God isn’t a static noun, God is a verb, is actus purus, “pure action,” an eternal act of loving, appearing under the form of being-taken as food for the hungry and drink for the thirsty. God is sating and slaking.
What a magnificently earthy manner God has chosen to manifest divinity, offering to make us “partakers in the divine nature” (2 Pet. 1:4) by means of chewing, swallowing, digestion. Like a nursing mother, God is bonum est diffusivum sui, is “the good giving itself away.” God is not just Being, but Being-eaten, Being-drunk, Being-taken.
About six months after my return to the practice of the faith back in 1987, I was walking back to my apartment from Subway one evening with my footlong seafood sub. I had not eaten since breakfast and was really hungry. As I walked through the parking lot of my apartment complex, I saw a man in the dumpster rummaging about. I had seen him there before, and imagined he was looking for food. I felt the impulsion to give him my food, which he promptly scarfed down as we sat next to each other on the curb. I felt gratified by the exchange.

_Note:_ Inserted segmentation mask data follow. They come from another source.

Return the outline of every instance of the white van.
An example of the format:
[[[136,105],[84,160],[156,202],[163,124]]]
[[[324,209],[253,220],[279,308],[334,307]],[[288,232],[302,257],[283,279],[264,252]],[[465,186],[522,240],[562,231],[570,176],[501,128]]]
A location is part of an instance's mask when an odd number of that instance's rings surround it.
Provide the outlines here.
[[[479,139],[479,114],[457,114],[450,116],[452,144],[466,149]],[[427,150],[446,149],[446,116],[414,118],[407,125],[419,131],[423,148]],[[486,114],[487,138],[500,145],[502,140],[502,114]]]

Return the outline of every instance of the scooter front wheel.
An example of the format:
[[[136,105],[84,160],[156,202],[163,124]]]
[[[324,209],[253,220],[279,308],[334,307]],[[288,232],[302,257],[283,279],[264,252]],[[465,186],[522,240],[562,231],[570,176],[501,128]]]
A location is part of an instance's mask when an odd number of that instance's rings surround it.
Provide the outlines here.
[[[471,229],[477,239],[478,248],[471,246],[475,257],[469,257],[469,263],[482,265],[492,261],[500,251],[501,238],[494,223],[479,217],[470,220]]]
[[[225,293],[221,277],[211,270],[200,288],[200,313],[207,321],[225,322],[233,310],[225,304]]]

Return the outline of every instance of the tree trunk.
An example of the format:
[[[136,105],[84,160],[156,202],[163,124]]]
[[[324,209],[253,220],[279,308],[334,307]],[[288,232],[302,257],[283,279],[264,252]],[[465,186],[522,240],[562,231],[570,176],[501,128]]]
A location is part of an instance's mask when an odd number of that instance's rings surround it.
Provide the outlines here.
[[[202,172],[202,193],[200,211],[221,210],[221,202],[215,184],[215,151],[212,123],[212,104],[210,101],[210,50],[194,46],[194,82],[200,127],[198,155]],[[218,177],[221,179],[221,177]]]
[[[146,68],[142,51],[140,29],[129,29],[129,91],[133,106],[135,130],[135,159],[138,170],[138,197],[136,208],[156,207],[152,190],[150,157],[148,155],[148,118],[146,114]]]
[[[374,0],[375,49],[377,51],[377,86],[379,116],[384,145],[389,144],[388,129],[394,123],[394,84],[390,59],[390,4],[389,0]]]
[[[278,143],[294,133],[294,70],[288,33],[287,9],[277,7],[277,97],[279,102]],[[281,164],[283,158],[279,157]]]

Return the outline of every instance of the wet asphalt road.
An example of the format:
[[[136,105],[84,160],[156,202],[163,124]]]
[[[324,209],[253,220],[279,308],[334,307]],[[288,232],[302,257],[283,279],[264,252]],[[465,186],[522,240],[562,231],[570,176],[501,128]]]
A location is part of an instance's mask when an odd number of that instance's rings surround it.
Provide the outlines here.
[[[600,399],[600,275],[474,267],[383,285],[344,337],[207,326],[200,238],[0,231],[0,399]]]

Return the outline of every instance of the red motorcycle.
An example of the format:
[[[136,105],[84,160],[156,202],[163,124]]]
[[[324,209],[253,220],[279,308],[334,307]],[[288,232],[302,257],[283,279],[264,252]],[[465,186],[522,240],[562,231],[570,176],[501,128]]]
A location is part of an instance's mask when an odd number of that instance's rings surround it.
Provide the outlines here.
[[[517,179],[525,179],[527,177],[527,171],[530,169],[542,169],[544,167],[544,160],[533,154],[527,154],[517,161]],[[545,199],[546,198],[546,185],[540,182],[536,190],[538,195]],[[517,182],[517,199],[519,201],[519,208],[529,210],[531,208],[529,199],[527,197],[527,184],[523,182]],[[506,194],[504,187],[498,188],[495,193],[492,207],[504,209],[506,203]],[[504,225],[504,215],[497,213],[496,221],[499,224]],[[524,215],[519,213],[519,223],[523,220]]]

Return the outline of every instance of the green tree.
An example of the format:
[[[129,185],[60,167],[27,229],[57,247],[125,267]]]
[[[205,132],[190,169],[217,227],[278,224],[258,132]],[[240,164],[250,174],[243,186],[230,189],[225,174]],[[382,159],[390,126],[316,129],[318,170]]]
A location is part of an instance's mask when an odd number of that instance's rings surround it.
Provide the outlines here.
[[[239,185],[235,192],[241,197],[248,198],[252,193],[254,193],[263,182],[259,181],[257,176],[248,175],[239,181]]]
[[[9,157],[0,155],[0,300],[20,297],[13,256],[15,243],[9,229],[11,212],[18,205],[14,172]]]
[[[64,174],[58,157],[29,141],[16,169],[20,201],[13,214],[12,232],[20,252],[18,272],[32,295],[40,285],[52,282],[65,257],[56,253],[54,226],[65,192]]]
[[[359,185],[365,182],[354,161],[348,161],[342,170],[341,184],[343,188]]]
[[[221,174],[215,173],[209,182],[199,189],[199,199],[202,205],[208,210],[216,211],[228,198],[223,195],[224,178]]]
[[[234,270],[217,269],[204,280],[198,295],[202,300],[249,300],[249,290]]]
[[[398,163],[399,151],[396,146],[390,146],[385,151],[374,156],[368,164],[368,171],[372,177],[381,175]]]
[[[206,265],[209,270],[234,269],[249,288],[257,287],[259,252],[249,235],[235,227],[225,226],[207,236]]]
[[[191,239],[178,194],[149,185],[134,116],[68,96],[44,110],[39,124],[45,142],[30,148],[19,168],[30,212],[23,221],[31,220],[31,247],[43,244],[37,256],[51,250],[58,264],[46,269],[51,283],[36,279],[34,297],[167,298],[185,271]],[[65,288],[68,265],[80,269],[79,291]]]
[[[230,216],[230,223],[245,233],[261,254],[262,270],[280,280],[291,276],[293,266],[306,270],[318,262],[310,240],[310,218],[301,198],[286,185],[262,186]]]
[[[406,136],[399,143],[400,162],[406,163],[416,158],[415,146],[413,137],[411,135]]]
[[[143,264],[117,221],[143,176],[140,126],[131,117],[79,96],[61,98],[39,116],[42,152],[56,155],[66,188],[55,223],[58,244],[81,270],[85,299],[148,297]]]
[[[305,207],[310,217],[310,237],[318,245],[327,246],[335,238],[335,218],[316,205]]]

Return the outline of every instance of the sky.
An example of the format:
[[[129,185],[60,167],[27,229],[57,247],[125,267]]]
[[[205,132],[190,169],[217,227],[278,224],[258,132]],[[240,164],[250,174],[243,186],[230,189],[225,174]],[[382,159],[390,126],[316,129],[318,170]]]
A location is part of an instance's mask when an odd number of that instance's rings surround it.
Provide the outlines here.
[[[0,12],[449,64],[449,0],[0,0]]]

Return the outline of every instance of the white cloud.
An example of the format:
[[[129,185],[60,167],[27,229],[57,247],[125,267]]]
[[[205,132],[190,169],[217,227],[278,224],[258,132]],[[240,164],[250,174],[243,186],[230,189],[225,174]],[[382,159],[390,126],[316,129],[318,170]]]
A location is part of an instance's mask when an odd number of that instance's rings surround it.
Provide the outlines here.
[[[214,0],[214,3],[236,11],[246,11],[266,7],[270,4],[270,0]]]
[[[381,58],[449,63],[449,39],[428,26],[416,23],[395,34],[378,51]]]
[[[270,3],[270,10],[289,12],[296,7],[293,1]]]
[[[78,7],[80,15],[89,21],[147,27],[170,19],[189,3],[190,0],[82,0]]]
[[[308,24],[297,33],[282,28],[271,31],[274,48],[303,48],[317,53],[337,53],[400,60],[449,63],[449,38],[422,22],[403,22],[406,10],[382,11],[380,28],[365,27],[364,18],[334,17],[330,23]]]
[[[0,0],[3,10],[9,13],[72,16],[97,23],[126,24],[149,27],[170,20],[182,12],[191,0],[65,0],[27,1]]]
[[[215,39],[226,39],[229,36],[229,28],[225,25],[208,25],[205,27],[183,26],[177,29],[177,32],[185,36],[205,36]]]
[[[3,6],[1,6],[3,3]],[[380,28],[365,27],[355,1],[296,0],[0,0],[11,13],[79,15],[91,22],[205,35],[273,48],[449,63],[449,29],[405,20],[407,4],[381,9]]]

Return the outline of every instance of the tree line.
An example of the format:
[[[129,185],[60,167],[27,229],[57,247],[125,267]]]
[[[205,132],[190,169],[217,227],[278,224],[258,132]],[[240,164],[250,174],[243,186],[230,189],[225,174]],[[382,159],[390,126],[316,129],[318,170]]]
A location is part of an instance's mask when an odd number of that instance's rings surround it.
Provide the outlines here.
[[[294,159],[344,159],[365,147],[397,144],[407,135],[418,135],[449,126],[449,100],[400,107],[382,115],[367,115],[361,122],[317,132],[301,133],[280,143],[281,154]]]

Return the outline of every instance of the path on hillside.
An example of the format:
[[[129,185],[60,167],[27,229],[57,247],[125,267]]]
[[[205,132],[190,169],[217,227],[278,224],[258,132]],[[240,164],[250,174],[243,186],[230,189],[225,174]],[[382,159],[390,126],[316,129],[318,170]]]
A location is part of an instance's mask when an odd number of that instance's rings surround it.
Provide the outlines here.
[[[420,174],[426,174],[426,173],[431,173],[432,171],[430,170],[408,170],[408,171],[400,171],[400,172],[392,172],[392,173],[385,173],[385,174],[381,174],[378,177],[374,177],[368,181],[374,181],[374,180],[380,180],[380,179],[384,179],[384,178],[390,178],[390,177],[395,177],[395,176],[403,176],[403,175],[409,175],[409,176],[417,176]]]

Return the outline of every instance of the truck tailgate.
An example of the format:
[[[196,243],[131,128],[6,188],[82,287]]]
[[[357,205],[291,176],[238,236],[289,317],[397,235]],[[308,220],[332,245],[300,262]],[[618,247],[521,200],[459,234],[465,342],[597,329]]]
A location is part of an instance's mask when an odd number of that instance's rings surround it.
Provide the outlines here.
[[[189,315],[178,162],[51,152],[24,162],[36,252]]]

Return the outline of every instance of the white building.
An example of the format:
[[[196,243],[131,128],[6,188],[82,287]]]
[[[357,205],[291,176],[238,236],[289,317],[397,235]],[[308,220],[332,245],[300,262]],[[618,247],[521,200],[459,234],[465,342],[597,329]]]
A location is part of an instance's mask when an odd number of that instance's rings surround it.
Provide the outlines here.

That night I had a hard time sleeping with the combo of hunger pains and an intense headache. The next morning I went to 7:00 a.m. Mass. After Mass I saw a friend of mine, and when he asked me how things were going, I said, “Well over all, but I feel like crap.” When he asked why, I told him the story about the homeless man, and ended by saying, “But man, I sure was hoping that God would have spared me the pain afterward since I did a good thing. Oh well!” David laughed, and said, “Isn’t that really missing the point?”